Bila filosuf dalam memperoleh pengetahuan selalu menggunakan teleskop rasio, akal dan nalarnya agar dapat mempelajari asal usul dan struktur sebuah keberadaan, maka seorang sufi menggunakan qalb, tashfiyah, tahdzib dan takmil an nas guna menggerakkan seluruh wujudnya agar sampai pada substansi, esensi dan hakekat keberadaan. Bila menurut filosuf kesempurnaan fitroh yang menjadi dambaan setiap manusia terletak pada pemahaman dan pengetahuan yang tak terbantahkan karena terdapat dalil dalil pasti,  maka bagi seorang sufi kesempurnaan fitroh itu terletak pada wushul (sampai pada tujuan).
Manhaj dzauq adalah sebuah elemen penting dalam islam, bagi sebagian orang bentuk bentuknya kerapkali dianggap tak lazim dan ide idenya acapkali dianggap sulit dicerna, tetapi bagi kaum sufi sendiri, model ini dipilih sebagai jalan menerobos masuk ke sisi terdalam dari religiusitas islam, sebab  mereka kurang puas dengan bentuk penghayatan agama yang bersifat  formalistik. Cinta merupakan karakter utama yang mencirikan manhaj ini, mereka mendekati Allah dengan cinta, menghadapi hidup dengan cinta dan menyandarkan penghayatan keagamaan mereka juga dengan cinta.
Bagi mereka cinta karena Allah merupakan ikatan iman yang paling kokoh, cinta merupakan jembatan yang dibentangkan Allah kepada manusia, maka tidak ada manhaj yang lebih mempercepat wushul ila Allah kecuali manhaj cinta, dengan cinta seseorang dapat menurunkan rahmat Allah yang tidak dapat diturunkan dengan manhaj lain.
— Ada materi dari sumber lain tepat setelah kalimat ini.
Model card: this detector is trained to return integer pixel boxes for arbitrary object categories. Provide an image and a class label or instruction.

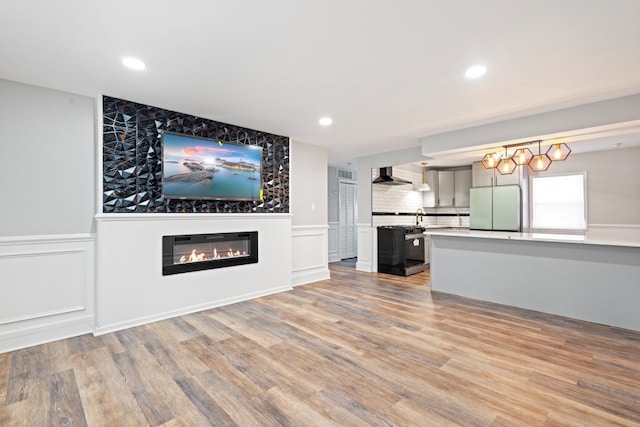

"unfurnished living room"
[0,0,640,426]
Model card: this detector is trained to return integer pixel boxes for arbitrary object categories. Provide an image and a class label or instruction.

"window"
[530,172,587,231]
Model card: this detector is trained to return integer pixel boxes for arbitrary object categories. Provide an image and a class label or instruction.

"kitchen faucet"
[416,208,424,225]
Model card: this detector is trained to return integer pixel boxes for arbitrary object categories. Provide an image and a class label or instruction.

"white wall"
[0,80,96,353]
[96,214,291,334]
[530,147,640,228]
[0,80,96,236]
[289,141,330,286]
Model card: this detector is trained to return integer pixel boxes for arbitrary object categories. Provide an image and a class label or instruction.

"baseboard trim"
[93,286,293,336]
[291,268,331,286]
[0,315,94,353]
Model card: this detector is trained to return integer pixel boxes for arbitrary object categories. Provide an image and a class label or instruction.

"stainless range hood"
[373,166,412,185]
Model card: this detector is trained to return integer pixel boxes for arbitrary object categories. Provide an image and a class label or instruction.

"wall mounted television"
[162,132,262,200]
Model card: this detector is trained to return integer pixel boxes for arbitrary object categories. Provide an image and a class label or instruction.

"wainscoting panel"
[327,222,340,262]
[291,225,330,286]
[0,234,95,352]
[356,224,378,272]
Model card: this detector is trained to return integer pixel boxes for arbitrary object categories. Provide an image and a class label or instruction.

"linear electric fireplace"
[162,231,258,276]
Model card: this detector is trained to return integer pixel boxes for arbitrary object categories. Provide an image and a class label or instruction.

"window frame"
[528,171,589,234]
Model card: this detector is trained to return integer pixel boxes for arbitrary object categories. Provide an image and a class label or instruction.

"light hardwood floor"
[0,263,640,426]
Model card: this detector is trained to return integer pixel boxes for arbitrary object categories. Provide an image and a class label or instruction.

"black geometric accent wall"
[102,96,289,213]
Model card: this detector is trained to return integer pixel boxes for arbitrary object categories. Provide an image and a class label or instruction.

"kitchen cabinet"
[454,169,471,207]
[422,168,471,208]
[436,171,455,207]
[471,162,494,187]
[471,162,522,187]
[424,234,431,264]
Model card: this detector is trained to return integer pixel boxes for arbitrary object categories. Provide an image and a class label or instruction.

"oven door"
[404,234,424,276]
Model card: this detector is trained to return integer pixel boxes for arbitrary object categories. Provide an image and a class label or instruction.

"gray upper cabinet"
[471,162,522,187]
[471,162,493,187]
[454,169,471,208]
[437,171,455,207]
[423,168,471,208]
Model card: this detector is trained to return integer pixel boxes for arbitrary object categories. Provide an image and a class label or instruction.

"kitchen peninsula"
[428,230,640,331]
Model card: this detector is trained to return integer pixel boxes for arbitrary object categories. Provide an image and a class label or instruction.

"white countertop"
[424,228,640,248]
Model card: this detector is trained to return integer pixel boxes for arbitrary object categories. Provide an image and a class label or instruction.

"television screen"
[162,132,262,200]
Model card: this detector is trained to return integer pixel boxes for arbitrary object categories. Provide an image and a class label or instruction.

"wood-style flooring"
[0,263,640,426]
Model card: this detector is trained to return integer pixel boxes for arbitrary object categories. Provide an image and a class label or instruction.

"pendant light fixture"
[496,147,518,175]
[417,162,431,191]
[547,142,571,162]
[482,153,500,169]
[511,148,533,166]
[529,141,552,172]
[481,140,571,175]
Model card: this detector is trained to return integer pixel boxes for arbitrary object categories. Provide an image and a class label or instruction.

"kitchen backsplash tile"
[371,166,469,227]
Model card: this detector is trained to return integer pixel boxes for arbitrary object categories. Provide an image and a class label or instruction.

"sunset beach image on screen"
[162,132,262,200]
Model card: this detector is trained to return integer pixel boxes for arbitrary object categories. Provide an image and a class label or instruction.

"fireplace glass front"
[162,231,258,276]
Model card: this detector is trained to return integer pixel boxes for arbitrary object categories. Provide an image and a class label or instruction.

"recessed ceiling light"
[122,57,147,70]
[464,65,487,79]
[318,117,333,126]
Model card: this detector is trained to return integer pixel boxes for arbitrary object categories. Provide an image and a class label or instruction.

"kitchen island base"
[431,232,640,331]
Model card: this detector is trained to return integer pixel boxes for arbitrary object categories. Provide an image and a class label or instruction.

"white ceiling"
[0,0,640,164]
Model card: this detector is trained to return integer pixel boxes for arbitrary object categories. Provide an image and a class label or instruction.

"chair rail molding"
[0,234,95,353]
[291,225,330,286]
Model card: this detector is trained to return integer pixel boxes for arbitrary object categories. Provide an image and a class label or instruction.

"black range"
[378,225,425,276]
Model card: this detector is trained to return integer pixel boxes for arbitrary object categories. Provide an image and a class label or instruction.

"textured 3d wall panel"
[102,96,289,213]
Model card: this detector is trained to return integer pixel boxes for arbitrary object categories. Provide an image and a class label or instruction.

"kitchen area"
[371,139,640,330]
[372,163,472,275]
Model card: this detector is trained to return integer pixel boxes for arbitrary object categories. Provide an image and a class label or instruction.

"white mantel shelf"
[95,212,293,221]
[425,229,640,248]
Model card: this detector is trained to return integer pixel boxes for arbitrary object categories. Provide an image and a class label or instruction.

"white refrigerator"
[469,185,521,231]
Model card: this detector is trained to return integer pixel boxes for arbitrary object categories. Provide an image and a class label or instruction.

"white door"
[338,181,358,259]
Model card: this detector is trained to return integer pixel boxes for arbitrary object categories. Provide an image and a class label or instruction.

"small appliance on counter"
[378,225,425,276]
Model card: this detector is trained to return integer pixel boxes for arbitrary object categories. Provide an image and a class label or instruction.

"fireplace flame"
[180,246,247,264]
Allah tidak dapat dijangkau dengan pandangan mata kepala, sebagaimana firmanNya “la tudrikuhul absaar”,  tetapi sangat mungkin dijangkau dengan mata hati dan cinta, sebagaimana ditegaskan para sufi “ kulihat Tuhanku dengan mata hatiku dan cintaku, maka akupun berkata tidak disangsikan lagi yang Engkau itu adalah Engkau Tuhan.
Sebuah syair melukiskan “Allah menyeru kepada hambanya, kenalilah diriKu dengan cintamu, maka Akupun akan mengenali dirimu dengan cintaKu, bila engkau telah mengenaliKu dengan cintamu dan Aku telah mengenalimu dengan cintaKu, maka diriKu ada dalam dirimu dan dirimu ada dalam diriKu, dirimu dan diriKu satu dalam cinta”.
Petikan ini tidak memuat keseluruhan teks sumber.